For round-trip invariants, fuzzing is even more powerful:
// RIGHT — fuzz test for encode/decode round-trip invariant
func FuzzMarshalRoundTrip(f *testing.F) {
f.Add("hello world", 42, true)
f.Add("", 0, false)
f.Add("special: \x00\n\t\"\\", -1, true)
f.Fuzz(func(t *testing.T, name string, value int, flag bool) {
original := MyStruct{Name: name, Value: value, Flag: flag}
b, err := Marshal(original)
if err != nil {
// Encoding errors on arbitrary input are acceptable
return
}
var decoded MyStruct
if err := Unmarshal(b, &decoded); err != nil {
t.Fatalf("Unmarshal failed after Marshal succeeded: input=%+v, bytes=%q, err=%v",
original, b, err)
}
if decoded != original {
t.Fatalf("round-trip mismatch: original=%+v, decoded=%+v", original, decoded)
}
})
}
This asserts that for any combination of name, value, and flag, if encoding succeeds, decoding the result must succeed and produce the original value. The fuzzer will find combinations that break this — like name values with embedded null bytes that your encoder strips but your decoder preserves.
In The Wild
The real value shows up when fuzzing functions at trust boundaries — anywhere you consume external input. I used it on a custom binary protocol deserializer and it found an integer overflow in the length-prefix parsing within two minutes. The function had been in production for a year.
func FuzzDeserializePacket(f *testing.F) {
// Add real packets from production as seed corpus
f.Add([]byte{0x01, 0x00, 0x04, 'h', 'e', 'l', 'l'})
f.Add([]byte{})
f.Add([]byte{0xFF, 0xFF, 0xFF, 0xFF}) // max length prefix
f.Fuzz(func(t *testing.T, data []byte) {
// Should never panic, should always return an error or a valid packet
pkt, err := DeserializePacket(data)
if err != nil {
return // error is a valid outcome for malformed input
}
// If we got a packet, it must be re-serializable
out, err := pkt.Serialize()
if err != nil {
t.Fatalf("serialization of deserialized packet failed: %v", err)
}
// And the re-serialized form must deserialize back to the same packet
pkt2, err := DeserializePacket(out)
if err != nil {
t.Fatalf("re-deserialization failed: %v", err)
}
if !pkt.Equal(pkt2) {
t.Fatalf("round-trip mismatch")
}
})
}
The production corpus entry from a real packet means the fuzzer starts from valid shapes and mutates from there — much more effective than starting from random bytes.
The Gotchas
Fuzz tests are not run by default. go test ./... runs your fuzz functions as unit tests using only the seed corpus — it doesn’t actually fuzz. To fuzz, you must pass -fuzz=FuzzXxx. This is intentional: fuzzing is a long-running operation. In CI, you typically run go test ./... for speed and save fuzzing for a nightly or dedicated job.

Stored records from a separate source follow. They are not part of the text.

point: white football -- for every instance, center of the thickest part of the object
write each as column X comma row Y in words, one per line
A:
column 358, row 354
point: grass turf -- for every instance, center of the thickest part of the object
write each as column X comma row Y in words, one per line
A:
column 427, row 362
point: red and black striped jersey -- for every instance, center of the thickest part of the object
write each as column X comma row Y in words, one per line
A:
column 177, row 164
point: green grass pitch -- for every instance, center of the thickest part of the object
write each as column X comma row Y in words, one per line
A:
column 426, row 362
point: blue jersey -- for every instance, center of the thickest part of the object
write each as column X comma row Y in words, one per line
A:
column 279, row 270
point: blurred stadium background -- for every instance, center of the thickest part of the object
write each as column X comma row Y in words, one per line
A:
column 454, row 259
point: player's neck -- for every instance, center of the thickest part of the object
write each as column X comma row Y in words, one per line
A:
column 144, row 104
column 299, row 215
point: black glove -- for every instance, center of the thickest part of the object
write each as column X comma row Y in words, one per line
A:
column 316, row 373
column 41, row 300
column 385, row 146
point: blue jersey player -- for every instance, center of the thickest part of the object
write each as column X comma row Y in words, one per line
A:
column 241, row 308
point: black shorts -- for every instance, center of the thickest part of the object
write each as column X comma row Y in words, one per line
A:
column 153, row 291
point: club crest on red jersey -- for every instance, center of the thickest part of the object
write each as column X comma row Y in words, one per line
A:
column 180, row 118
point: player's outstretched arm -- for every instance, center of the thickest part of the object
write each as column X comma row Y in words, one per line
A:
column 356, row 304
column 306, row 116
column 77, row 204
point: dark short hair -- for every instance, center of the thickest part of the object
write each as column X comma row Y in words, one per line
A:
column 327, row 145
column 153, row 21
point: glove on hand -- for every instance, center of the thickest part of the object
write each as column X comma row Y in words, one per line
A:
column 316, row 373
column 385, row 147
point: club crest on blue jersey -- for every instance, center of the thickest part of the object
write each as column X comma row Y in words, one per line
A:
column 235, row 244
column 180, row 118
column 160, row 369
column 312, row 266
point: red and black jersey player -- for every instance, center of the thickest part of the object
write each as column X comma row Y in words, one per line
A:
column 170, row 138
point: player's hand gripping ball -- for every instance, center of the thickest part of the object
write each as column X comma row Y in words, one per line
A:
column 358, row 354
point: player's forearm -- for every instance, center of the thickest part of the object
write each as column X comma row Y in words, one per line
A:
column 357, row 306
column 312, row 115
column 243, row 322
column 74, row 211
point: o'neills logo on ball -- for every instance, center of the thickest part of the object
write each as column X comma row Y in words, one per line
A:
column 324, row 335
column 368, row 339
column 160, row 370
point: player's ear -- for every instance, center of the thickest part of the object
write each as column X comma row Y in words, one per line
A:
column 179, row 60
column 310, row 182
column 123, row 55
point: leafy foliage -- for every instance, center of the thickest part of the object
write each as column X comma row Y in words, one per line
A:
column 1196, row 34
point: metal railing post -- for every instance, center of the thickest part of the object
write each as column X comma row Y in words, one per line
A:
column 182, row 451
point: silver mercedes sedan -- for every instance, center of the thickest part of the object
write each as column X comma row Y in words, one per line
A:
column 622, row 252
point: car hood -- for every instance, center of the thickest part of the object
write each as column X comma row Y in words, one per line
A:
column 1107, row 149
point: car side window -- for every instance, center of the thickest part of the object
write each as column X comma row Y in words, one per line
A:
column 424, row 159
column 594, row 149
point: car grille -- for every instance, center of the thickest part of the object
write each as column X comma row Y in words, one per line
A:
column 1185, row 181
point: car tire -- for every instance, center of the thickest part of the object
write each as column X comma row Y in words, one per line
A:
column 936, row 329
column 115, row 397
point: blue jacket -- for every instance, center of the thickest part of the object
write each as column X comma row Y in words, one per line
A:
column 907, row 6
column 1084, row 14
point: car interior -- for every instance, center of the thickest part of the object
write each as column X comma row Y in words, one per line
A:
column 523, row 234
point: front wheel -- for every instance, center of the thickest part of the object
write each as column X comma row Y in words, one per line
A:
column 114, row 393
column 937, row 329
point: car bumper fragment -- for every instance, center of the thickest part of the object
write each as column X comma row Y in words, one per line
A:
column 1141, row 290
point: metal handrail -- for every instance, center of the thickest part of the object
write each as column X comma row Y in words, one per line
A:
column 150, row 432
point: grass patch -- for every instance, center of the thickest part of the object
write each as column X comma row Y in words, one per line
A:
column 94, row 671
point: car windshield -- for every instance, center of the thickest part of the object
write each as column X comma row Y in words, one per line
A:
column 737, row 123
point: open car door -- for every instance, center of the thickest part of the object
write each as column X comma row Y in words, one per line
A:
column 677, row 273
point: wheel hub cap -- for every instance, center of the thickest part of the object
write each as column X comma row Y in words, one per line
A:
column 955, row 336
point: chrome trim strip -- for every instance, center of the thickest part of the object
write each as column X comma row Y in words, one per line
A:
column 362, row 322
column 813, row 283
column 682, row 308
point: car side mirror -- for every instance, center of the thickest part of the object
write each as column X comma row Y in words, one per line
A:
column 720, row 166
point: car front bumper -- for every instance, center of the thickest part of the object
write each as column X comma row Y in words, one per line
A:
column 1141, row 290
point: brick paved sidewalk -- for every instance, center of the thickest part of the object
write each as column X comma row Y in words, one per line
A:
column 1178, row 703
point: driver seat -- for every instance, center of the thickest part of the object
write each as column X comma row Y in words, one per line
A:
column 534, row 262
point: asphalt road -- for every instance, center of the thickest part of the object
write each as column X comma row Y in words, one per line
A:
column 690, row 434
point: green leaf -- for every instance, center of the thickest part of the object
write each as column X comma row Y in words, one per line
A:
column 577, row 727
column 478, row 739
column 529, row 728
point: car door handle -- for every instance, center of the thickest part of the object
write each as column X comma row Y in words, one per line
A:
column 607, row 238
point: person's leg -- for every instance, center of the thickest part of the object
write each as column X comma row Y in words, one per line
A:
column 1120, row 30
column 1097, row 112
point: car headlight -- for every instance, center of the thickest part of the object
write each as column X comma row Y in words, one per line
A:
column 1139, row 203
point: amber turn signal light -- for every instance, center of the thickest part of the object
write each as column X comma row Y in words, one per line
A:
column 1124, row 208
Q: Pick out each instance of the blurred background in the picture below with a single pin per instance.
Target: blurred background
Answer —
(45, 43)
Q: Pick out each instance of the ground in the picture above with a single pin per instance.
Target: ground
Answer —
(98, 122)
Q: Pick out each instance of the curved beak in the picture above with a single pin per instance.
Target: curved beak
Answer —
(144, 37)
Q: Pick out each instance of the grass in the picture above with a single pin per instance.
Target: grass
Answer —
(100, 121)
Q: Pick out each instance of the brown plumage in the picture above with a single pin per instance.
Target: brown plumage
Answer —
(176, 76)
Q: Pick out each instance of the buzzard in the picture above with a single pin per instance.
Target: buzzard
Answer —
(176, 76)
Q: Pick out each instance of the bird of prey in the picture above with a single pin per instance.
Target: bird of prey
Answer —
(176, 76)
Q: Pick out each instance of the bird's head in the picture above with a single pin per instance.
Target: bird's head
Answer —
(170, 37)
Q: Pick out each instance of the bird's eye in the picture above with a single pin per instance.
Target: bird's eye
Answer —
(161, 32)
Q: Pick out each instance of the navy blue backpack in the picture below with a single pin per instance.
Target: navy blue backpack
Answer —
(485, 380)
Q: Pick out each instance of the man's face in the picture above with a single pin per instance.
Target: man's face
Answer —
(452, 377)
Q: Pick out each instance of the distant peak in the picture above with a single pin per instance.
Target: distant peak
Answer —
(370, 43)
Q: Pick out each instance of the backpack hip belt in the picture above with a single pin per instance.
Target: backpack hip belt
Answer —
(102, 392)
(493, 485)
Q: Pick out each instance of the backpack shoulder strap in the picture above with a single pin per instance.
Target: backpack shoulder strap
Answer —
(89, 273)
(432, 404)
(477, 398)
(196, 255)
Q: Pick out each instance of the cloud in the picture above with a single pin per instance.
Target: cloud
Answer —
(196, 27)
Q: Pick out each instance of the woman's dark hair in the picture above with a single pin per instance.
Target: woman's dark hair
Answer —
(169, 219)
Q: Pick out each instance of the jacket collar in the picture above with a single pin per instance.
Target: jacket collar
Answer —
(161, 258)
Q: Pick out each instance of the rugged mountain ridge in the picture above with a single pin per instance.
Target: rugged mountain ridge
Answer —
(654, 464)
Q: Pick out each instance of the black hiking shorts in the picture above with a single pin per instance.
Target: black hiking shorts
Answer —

Corpus entries persist between runs. When the fuzzer finds a failure, it writes the input to testdata/fuzz/FuzzXxx/. Subsequent runs replay those inputs. Commit this directory — it means the specific inputs that once crashed your function are always regression-tested.
The fuzzer only handles basic types. The fuzz target can only take *testing.T plus string, []byte, bool, byte, rune, float32, float64, and integer types. If your function takes a struct, you need to accept its serialized form and parse it inside the fuzz target.
Flaky panics are still panics. If your code has a panic path that’s only reachable with specific inputs, the fuzzer will find it. Don’t dismiss the finding as “edge case input we’d never receive in production.” The fuzzer doesn’t know that, and neither does an attacker.
Key Takeaway
Fuzzing is not a replacement for regular tests — it’s a complement. Your unit tests verify known behaviour. Your fuzz tests verify that no unknown input can cause panics, crashes, or invariant violations. The effort to write a fuzz test is maybe ten minutes. The effort to debug a production panic caused by an input you never thought to test is measured in hours — or in the pager alert at 2 AM. Pick one.